Publié le: 4 juin 2021

L’édito

La confiance au lieu de l’aveuglement

Le Conseil fédéral a enfin eu le courage d’enterrer l’accord-cadre institutionnel avec l’Union européenne (InstA). Il était non seulement politiquement sans espoir, mais aussi plein d’embûches: juges étrangers, extension de l’Etat social aux Européens et démantèlement du fédéralisme, par exemple. L’usam avait déjà pointé toutes ces lacunes en 2019. Pire: en 2012, alors que les négociations sur l’InstA débutaient, la faîtière des PME signalait les graves problèmes engendrés par des concessions déjà faites. Néanmoins, beaucoup se sont accrochés à cette fiction. Ce n’était qu’un leurre.

En 2019, le commissaire européen en charge, Johannes Hahn, écrivait cette fameuse lettre au président de la Commission européenne de l’époque, Jean-Claude Juncker. En substance: «Nous ne pouvons tout simplement pas permettre à la Suisse de jouer la montre et d’édulcorer les règles du marché unique, surtout pas à ce stade vraisemblablement critique lié au Brexit.»

Ceux qui écrivent de telles choses connaissent mal la politique et encore moins le partenariat. Comme nous le savons, chaque traité est une unité. Il s’ensuit que quiconque négocie sur un pied d’égalité et traite honnêtement son partenaire n’utilise pas le mot «permettre» – sauf par mégalomanie. Le commissaire ne s’est pas seulement trompé sur la nature du contrat. Il a probablement imaginé que l’UE aurait un avantage sur le Royaume-Uni et la Suisse. En 2019 déjà, il s’agissait d’une illusion – face à deux partenaires.

En Suisse aussi, plusieurs personnalités du monde politique et économique ont succombé à l’aveuglement. L’accord a même été qualifié de «sur mesure». A tort, comme nous le savons maintenant. Cette illusion se poursuit encore après «l’acte raisonnable» du Conseil fédéral, comme l’usam le commente. Les grincheux pleurnichent sur tout ce que la Suisse va perdre. Certains hallucinent à propos d’un référendum. Bref, si cet accord-cadre est enterré, sans fleurs ni couronnes – c’est une bonne chose.

Cela posé, la fin d’un problème n’est pas encore sa solution. Pour l’avenir, nous avons besoin de décisions courageuses et sensées. Et de nous rappeler pourquoi la Suisse voulait l’InstA en premier lieu? Parce que l’accès au marché intérieur de l’UE est un moyen d’accroître la compétitivité du pays. Or pour rappel, même sans InstA, les accords bilatéraux et de libre-échange resteront en place.

Pour l’avenir, ce sont précisément ces accords qui doivent être protégés. En outre, d’autres accords de libre-échange devraient être conclus. Toutefois, la majeure partie du travail visant à maintenir et à développer la compétitivité de la Suisse doit être effectuée chez nous.

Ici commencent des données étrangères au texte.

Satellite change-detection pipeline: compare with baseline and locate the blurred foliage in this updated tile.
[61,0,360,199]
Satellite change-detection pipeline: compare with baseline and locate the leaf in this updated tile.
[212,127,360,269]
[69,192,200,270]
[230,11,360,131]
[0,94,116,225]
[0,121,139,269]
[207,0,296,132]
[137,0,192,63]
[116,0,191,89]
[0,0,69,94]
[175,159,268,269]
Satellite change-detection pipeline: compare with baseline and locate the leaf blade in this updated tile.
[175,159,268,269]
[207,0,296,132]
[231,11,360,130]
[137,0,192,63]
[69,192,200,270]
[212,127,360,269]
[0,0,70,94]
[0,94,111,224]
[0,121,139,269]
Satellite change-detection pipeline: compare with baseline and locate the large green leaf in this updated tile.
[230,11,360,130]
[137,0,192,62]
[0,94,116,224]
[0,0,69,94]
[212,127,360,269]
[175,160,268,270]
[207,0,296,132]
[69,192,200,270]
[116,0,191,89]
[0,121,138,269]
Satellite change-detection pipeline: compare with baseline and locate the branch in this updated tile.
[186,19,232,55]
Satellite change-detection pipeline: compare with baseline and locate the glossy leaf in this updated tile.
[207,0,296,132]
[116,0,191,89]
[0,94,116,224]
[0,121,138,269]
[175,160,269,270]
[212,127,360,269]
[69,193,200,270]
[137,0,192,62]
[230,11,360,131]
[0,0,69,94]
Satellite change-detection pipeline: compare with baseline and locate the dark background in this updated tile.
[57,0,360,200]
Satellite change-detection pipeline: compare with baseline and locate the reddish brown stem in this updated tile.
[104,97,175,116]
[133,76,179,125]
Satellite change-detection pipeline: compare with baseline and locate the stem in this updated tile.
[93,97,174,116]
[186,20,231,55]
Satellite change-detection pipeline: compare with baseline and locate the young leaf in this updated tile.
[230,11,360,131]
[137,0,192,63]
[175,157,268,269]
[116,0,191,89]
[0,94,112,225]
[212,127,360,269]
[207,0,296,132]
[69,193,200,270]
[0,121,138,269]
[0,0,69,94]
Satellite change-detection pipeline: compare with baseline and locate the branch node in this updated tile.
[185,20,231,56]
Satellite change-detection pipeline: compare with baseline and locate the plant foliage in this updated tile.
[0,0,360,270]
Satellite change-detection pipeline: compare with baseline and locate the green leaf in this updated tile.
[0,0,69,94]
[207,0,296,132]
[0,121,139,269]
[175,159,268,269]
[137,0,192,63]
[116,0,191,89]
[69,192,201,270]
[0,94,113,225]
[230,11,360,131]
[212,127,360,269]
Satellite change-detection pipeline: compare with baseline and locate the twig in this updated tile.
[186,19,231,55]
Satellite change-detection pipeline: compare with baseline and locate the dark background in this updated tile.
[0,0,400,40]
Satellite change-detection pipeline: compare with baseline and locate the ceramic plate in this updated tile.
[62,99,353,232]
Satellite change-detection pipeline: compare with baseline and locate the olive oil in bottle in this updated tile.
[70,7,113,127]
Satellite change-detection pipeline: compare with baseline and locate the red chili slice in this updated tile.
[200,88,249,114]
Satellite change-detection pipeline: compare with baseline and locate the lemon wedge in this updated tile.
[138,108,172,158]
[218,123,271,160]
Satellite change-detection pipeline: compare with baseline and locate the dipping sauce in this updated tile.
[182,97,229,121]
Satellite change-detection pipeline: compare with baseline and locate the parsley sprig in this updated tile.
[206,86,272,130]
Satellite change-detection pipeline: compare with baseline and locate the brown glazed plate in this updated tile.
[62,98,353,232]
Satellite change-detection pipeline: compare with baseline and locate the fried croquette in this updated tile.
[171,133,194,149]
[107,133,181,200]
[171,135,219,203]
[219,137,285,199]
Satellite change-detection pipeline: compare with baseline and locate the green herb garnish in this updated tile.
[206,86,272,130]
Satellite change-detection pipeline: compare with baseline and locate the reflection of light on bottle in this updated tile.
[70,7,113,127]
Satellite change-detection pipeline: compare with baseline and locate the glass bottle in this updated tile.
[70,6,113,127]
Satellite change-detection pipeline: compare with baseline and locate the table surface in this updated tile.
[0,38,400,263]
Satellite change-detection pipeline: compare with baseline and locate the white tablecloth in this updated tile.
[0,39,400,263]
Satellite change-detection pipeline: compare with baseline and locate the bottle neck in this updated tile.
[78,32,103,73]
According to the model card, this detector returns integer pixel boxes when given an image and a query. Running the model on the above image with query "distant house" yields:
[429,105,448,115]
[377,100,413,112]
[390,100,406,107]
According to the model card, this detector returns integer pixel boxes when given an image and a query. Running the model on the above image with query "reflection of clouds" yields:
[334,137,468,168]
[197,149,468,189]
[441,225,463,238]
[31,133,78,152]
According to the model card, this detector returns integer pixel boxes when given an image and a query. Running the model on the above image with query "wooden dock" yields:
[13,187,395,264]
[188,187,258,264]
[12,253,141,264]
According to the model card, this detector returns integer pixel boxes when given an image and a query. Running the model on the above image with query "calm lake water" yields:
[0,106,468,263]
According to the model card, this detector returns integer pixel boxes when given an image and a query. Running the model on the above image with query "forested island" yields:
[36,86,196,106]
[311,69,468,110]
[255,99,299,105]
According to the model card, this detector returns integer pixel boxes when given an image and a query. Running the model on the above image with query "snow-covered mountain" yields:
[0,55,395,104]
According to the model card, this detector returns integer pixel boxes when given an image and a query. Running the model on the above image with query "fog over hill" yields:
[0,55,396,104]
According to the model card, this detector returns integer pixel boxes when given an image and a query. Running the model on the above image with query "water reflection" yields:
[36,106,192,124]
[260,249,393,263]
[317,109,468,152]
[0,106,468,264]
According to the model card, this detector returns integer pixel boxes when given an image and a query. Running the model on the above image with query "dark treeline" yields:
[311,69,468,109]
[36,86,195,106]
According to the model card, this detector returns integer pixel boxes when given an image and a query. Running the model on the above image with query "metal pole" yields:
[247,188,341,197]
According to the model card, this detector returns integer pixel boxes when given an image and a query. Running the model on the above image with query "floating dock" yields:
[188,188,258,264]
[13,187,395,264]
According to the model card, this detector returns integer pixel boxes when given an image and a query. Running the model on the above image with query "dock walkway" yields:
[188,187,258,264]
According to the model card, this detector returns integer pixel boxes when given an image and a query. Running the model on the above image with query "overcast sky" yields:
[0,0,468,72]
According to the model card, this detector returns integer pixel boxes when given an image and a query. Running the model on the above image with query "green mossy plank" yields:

La Suisse a besoin d’un frein réglementaire qui libère les PME du poids écrasant des coûts réglementaires inutiles. Les autres domaines où la compétitivité doit être accrue sont les suivants: il faut restructurer le système de sécurité sociale, rendre le marché du travail plus flexible et renforcer la formation professionnelle. Il reste également beaucoup à faire dans le domaine de la numérisation.

Je l’admets: la tâche est immense. Mais avec de la confiance, c’est réalisable. Comment? En recherchant les opportunités, en identifiant les possibilités dans les tâches à accomplir et en sachant utiliser la confiance en soi, l’autocritique et la responsabilité. Bref, toutes nos ressources! C’est ce qui rend la Suisse, ses habitants et son économie si particuliers: la confiance, pas l’aveuglement.